My rating: 4 of 5 stars
★ ★ ★ ★ – Kept me interested all through and I liked it.
“Starcrossed” by Josephine Angelini is a YA novel based on greek mythology. It’s the first in a trilogy, and yes. It ends on a cliffhanger.
Warning: This review might contain spoilers.
Helen has always hated attention, but the moment she lays eyes on the hot new guy, Lucas, she doesn’t care that she’s in an overcrowded school hall—she needs to kill him.
This summary is probably one of the shorter ones I’ve written. But honestly, that pitch is all you need in order to give this book a chance.
Thoughts while reading:
~ Greek Mythology? Pleasant surprise. Probably would have known if I’d read some reviews prior to reading.
~ Hector you magnificent lil’ bugger. I like you. I really like you. Almost love you—but I like you.
~ The fates sounds so creepy. And not in the disney hercules monstrous ways, but more in the possessed child way. *shivers*
~ Random creepy kidnapper shifter wins the “Worst mom of the year” award.
~ NO! That is not okay. You don’t get to pull a Mortal Instruments on me. That incesteous stuff is super icky. Please. Stop yourself.
In this next section, I’ll delve deeper into the story, and there will be spoilers. Please skip this part of the review, if you wish to avoid it.
I’m going to do the simply thing and simply state which parts I didn’t like, and what I liked. That way, I can get my rant over with quickly.
Incest. Is. Not. Wincest.
One more time for those writers in the back-row: Incest is not wincest!
I am sorry, but… It’s just not a good twist. It has been done. The shock factor is gone. And now it’s just… icky. If you want to throw in some new forbidden love, find another reason. I mean… the whole “arch enemies” subplot had so much potential. That’s the twists I’d like to read more.
Especially because it made sense why they kinda hated each other + why they didn’t exactly care since the grudge wasn’t theirs.
I have four brothers, and like… 30 first cousins. (My family is huge) and the idea that any of those could be a love interest? *shudders* It doesn’t matter whether they’re actually related
I’m looking at you Star Wars or whether it’s a lie City of Bones, you feel me?. Just… please don’t. My enjoyment of said ship decreases so much. It doesn’t matter if I know whether it’s the truth or not either. Just… ugh.
And while I’m at it… What is up with the mom? Like… You are probably the worst mom ever. God… You suck. On so many levels.
Apart from that, though. I generally liked the book.
It was a new spin on Greek Mythology and Demi-gods. And it was definitely a new spin on a romance. Somehow, the idea that they had to fight the urges not to kill each other—it intrigued me. I can imagine that when an outside force keeps tempting you to hate something, it only makes sense that it becomes more interesting. And when you’re curious, it’s easy to notice all the small things that usually makes us fall in love.
I’m a sap, okay?
Recommended for: This is the kind of book that you either will love, or hate.

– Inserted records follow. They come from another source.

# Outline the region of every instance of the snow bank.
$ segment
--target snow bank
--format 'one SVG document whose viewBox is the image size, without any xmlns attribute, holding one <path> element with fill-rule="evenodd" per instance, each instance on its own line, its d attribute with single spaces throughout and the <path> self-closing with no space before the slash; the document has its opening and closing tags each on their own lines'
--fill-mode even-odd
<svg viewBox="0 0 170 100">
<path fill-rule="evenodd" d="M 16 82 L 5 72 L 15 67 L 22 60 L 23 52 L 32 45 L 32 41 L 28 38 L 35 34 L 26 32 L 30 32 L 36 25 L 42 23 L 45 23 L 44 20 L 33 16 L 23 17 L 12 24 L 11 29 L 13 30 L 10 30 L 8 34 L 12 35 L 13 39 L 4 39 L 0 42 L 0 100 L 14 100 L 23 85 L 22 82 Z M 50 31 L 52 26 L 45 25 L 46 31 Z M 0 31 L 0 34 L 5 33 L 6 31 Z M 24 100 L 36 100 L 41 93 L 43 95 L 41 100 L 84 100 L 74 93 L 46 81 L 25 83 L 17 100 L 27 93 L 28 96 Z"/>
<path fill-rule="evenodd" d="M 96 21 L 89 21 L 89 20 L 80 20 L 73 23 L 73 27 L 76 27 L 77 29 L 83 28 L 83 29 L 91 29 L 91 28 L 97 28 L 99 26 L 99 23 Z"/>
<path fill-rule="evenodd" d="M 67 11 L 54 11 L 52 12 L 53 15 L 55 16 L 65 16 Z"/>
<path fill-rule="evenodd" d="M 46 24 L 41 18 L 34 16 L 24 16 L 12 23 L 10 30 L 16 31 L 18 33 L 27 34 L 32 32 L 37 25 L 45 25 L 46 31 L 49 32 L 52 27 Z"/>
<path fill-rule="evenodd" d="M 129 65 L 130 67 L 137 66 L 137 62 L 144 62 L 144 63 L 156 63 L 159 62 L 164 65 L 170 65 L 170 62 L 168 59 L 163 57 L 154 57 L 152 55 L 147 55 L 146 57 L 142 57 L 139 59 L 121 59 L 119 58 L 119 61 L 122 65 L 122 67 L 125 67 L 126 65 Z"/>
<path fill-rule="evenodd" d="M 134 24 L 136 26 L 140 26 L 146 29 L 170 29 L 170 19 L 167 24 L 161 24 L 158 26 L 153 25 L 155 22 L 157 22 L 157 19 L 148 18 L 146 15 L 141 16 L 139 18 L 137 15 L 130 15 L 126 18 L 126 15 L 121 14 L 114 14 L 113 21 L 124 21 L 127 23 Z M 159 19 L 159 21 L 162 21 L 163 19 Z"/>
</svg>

From other reviews—yes… I peeked—I gather that there’s a lot of things wrong with the context of the book. That it appears sexist, or that it portrays a ton of unhealthy things, that impressionable young minds probably shouldn’t take to heart.

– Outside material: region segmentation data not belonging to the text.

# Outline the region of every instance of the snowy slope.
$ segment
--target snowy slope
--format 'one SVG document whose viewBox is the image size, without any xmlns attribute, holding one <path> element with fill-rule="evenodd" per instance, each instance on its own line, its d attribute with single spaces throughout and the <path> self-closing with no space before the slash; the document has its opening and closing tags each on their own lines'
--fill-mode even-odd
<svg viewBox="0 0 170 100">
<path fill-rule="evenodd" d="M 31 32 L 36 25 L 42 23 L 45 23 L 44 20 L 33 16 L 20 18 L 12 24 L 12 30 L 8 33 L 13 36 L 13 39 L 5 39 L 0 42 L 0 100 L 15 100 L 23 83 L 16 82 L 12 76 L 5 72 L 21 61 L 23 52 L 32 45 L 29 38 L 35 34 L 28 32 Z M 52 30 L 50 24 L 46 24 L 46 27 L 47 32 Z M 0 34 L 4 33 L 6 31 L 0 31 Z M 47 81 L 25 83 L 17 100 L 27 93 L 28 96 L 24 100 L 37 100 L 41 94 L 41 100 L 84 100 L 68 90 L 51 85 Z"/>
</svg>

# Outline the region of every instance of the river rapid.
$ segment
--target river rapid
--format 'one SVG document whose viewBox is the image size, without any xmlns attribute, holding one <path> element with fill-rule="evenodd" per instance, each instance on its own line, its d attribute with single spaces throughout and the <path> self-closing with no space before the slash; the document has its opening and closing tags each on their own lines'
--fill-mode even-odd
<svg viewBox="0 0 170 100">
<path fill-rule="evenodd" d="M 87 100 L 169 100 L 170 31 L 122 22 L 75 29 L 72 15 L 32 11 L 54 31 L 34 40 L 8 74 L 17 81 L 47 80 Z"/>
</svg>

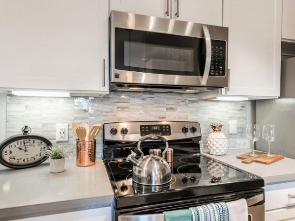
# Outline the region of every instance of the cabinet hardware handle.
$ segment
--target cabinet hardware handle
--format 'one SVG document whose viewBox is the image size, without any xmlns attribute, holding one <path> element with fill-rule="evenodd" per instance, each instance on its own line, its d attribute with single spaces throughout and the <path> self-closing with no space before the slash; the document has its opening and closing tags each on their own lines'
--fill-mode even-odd
<svg viewBox="0 0 295 221">
<path fill-rule="evenodd" d="M 292 198 L 295 198 L 295 193 L 289 193 L 288 194 L 288 196 L 290 199 Z"/>
<path fill-rule="evenodd" d="M 178 18 L 179 17 L 179 0 L 176 0 L 176 13 L 175 15 Z"/>
<path fill-rule="evenodd" d="M 206 85 L 207 83 L 208 77 L 209 77 L 209 72 L 210 72 L 210 65 L 211 65 L 211 38 L 210 37 L 210 33 L 208 29 L 208 27 L 204 25 L 202 26 L 202 28 L 204 33 L 205 38 L 205 43 L 206 44 L 206 60 L 205 61 L 205 67 L 204 68 L 204 72 L 203 73 L 203 77 L 202 79 L 202 85 Z"/>
<path fill-rule="evenodd" d="M 229 68 L 228 69 L 228 92 L 229 92 L 230 91 L 230 69 Z"/>
<path fill-rule="evenodd" d="M 102 59 L 102 86 L 106 85 L 106 59 Z"/>
<path fill-rule="evenodd" d="M 167 10 L 166 12 L 166 14 L 167 15 L 167 16 L 169 16 L 169 14 L 170 14 L 170 7 L 169 6 L 169 1 L 170 0 L 167 0 Z"/>
</svg>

But… I’m just not that kind of reader, personally. I don’t mind if the characters of a book has different views than mine. I mean… Sure… I didn’t like the incest, but it wasn’t enough to make me burn the book or even put it down. I basically binge-read the entire series.
And I think it’s important that authors keeps writing on subjects like these because it will give the reader a chance to make up their own mind and form their own opinions on the content. Sure, I wouldn’t give it to a ten-year-old, and if a younger teen read it, I suggest that they have someone to talk to about it, but… other than that…
It’s just an entertaining story. So if you don’t mind that the content show how some people might see the world, then I think you should give this book a try.